Methods: This retrospective CCTA study consists of 294 chronic CAD patients with zero calcium score (59 years, male 51 %). Chronic CAD was defined as stable condition with presence of increased non-calcified plaque burden on CCTA (Figure 1A-D). PCAT attenuation (PCATA) was assessed by fat attenuation index in the major three coronary arteries (right coronary artery, RCA; left anterior descending artery; LAD, and left circumflex coronary artery, LCX)(Figure 1C and D). Multivariable analysis using linear regression model was performed to determine independent predictors of increased %PV by adjusting for traditional coronary risks, metabolic risks, and chronic kidney disease (CKD). Hisayama Risk Score (HRS) was calculated to estimate 10-year cardiovascular risks.
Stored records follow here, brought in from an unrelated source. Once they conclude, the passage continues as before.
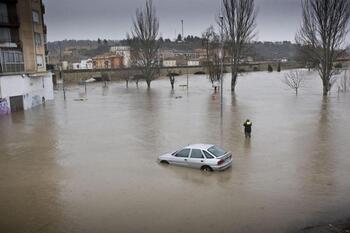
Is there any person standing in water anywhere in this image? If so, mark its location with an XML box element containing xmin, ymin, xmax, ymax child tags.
<box><xmin>243</xmin><ymin>119</ymin><xmax>253</xmax><ymax>138</ymax></box>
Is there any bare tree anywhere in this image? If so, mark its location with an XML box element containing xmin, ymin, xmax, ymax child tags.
<box><xmin>128</xmin><ymin>0</ymin><xmax>160</xmax><ymax>88</ymax></box>
<box><xmin>296</xmin><ymin>0</ymin><xmax>350</xmax><ymax>96</ymax></box>
<box><xmin>222</xmin><ymin>0</ymin><xmax>257</xmax><ymax>92</ymax></box>
<box><xmin>202</xmin><ymin>26</ymin><xmax>221</xmax><ymax>84</ymax></box>
<box><xmin>283</xmin><ymin>70</ymin><xmax>305</xmax><ymax>95</ymax></box>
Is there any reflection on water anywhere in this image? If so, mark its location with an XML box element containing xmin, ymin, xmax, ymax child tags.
<box><xmin>0</xmin><ymin>72</ymin><xmax>350</xmax><ymax>232</ymax></box>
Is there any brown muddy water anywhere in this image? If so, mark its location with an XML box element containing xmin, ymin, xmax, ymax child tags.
<box><xmin>0</xmin><ymin>72</ymin><xmax>350</xmax><ymax>233</ymax></box>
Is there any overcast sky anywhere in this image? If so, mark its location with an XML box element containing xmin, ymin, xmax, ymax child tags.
<box><xmin>44</xmin><ymin>0</ymin><xmax>301</xmax><ymax>41</ymax></box>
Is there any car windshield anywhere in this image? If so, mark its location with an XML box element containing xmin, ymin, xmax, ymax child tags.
<box><xmin>208</xmin><ymin>146</ymin><xmax>226</xmax><ymax>157</ymax></box>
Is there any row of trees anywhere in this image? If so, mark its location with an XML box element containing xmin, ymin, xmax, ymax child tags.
<box><xmin>128</xmin><ymin>0</ymin><xmax>350</xmax><ymax>96</ymax></box>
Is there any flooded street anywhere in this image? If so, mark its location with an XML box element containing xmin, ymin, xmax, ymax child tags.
<box><xmin>0</xmin><ymin>72</ymin><xmax>350</xmax><ymax>233</ymax></box>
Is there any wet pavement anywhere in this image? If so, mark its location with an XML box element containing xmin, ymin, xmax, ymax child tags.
<box><xmin>0</xmin><ymin>72</ymin><xmax>350</xmax><ymax>233</ymax></box>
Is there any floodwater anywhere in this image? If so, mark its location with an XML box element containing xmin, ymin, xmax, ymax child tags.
<box><xmin>0</xmin><ymin>72</ymin><xmax>350</xmax><ymax>233</ymax></box>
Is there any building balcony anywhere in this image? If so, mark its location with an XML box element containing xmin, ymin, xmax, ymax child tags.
<box><xmin>0</xmin><ymin>15</ymin><xmax>19</xmax><ymax>27</ymax></box>
<box><xmin>0</xmin><ymin>49</ymin><xmax>25</xmax><ymax>74</ymax></box>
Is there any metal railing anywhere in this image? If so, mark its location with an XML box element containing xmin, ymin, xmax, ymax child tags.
<box><xmin>0</xmin><ymin>14</ymin><xmax>18</xmax><ymax>25</ymax></box>
<box><xmin>0</xmin><ymin>50</ymin><xmax>24</xmax><ymax>73</ymax></box>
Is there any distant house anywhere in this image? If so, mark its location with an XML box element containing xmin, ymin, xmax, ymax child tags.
<box><xmin>163</xmin><ymin>59</ymin><xmax>176</xmax><ymax>67</ymax></box>
<box><xmin>72</xmin><ymin>59</ymin><xmax>93</xmax><ymax>70</ymax></box>
<box><xmin>187</xmin><ymin>59</ymin><xmax>199</xmax><ymax>66</ymax></box>
<box><xmin>281</xmin><ymin>58</ymin><xmax>288</xmax><ymax>63</ymax></box>
<box><xmin>110</xmin><ymin>46</ymin><xmax>130</xmax><ymax>67</ymax></box>
<box><xmin>92</xmin><ymin>53</ymin><xmax>124</xmax><ymax>69</ymax></box>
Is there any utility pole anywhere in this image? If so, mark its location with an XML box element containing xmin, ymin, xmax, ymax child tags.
<box><xmin>181</xmin><ymin>19</ymin><xmax>184</xmax><ymax>41</ymax></box>
<box><xmin>220</xmin><ymin>16</ymin><xmax>224</xmax><ymax>118</ymax></box>
<box><xmin>60</xmin><ymin>70</ymin><xmax>66</xmax><ymax>100</ymax></box>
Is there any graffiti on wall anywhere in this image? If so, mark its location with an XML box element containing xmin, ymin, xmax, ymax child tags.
<box><xmin>32</xmin><ymin>95</ymin><xmax>41</xmax><ymax>107</ymax></box>
<box><xmin>0</xmin><ymin>98</ymin><xmax>10</xmax><ymax>115</ymax></box>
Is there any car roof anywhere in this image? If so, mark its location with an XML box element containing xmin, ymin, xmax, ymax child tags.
<box><xmin>185</xmin><ymin>144</ymin><xmax>214</xmax><ymax>150</ymax></box>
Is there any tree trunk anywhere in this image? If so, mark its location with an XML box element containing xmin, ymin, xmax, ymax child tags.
<box><xmin>146</xmin><ymin>79</ymin><xmax>151</xmax><ymax>89</ymax></box>
<box><xmin>322</xmin><ymin>77</ymin><xmax>330</xmax><ymax>96</ymax></box>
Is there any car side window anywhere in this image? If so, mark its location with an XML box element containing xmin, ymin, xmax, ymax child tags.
<box><xmin>202</xmin><ymin>150</ymin><xmax>214</xmax><ymax>159</ymax></box>
<box><xmin>175</xmin><ymin>149</ymin><xmax>191</xmax><ymax>158</ymax></box>
<box><xmin>191</xmin><ymin>149</ymin><xmax>204</xmax><ymax>159</ymax></box>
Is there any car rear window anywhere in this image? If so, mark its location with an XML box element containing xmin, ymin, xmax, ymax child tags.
<box><xmin>175</xmin><ymin>149</ymin><xmax>190</xmax><ymax>158</ymax></box>
<box><xmin>208</xmin><ymin>146</ymin><xmax>226</xmax><ymax>157</ymax></box>
<box><xmin>191</xmin><ymin>149</ymin><xmax>204</xmax><ymax>159</ymax></box>
<box><xmin>202</xmin><ymin>150</ymin><xmax>214</xmax><ymax>159</ymax></box>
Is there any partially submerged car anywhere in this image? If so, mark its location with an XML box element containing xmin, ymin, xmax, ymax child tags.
<box><xmin>159</xmin><ymin>144</ymin><xmax>232</xmax><ymax>171</ymax></box>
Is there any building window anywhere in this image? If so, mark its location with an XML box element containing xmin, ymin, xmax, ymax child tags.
<box><xmin>0</xmin><ymin>3</ymin><xmax>9</xmax><ymax>23</ymax></box>
<box><xmin>36</xmin><ymin>55</ymin><xmax>44</xmax><ymax>68</ymax></box>
<box><xmin>0</xmin><ymin>28</ymin><xmax>11</xmax><ymax>42</ymax></box>
<box><xmin>0</xmin><ymin>50</ymin><xmax>24</xmax><ymax>73</ymax></box>
<box><xmin>32</xmin><ymin>11</ymin><xmax>40</xmax><ymax>23</ymax></box>
<box><xmin>34</xmin><ymin>32</ymin><xmax>42</xmax><ymax>46</ymax></box>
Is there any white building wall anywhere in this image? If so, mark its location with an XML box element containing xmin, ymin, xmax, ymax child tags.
<box><xmin>163</xmin><ymin>60</ymin><xmax>176</xmax><ymax>67</ymax></box>
<box><xmin>110</xmin><ymin>46</ymin><xmax>130</xmax><ymax>67</ymax></box>
<box><xmin>0</xmin><ymin>73</ymin><xmax>54</xmax><ymax>113</ymax></box>
<box><xmin>187</xmin><ymin>61</ymin><xmax>199</xmax><ymax>66</ymax></box>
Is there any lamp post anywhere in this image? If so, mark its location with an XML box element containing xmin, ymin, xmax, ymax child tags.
<box><xmin>220</xmin><ymin>16</ymin><xmax>224</xmax><ymax>118</ymax></box>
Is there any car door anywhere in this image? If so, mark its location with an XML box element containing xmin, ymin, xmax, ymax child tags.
<box><xmin>173</xmin><ymin>148</ymin><xmax>191</xmax><ymax>166</ymax></box>
<box><xmin>188</xmin><ymin>149</ymin><xmax>205</xmax><ymax>168</ymax></box>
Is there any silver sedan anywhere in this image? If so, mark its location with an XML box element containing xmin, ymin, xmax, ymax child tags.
<box><xmin>159</xmin><ymin>144</ymin><xmax>232</xmax><ymax>171</ymax></box>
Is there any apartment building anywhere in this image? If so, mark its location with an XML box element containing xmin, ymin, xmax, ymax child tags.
<box><xmin>0</xmin><ymin>0</ymin><xmax>53</xmax><ymax>115</ymax></box>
Results: Mean %plaque volume (PV) and PCATA-RCA was 44±4.0％ and -77±8.8 HU. %PV was correlated with age (p<0.05), systolic blood pressure (p<0.05), non-HDL cholesterol (p<0.05), Hisayama risk score (p<0.05, Figure 2), PCATA-RCA (p<0.001, Figure 3), PCATA-LAD (p<0.001), and LCX-PCATA (p<0.001). In a multivariable linear regression model adjusting for age, sex, hypertension, diabetes, dyslipidemia, and current smoking (model 1), PCATA-RCA was independently associated with %PV [beta, 0.17; 95% confidential interval (CI) 0.115-0.217, p < 0.001]. In a model adjusting for age, sex, metabolic syndrome, body mass index ≥23kg/mm², and CKD (model 2), PCATA-RCA (beta, 0.18; 95% CI 0.128-0.232, p<0.001) and high-risk HRS (beta, 3.1; 95% CI 1.35−4.87, p<0.001) were independently associated with %PV. Similarly, independent associations of PCATA in LAD and LCX with %PV was observed.
Conclusion: This study demonstrates that PCATA is a robust marker related to increased burden of coronary atherosclerosis even in the early stage of atherosclerosis as defined by zero coronary artery calcium score.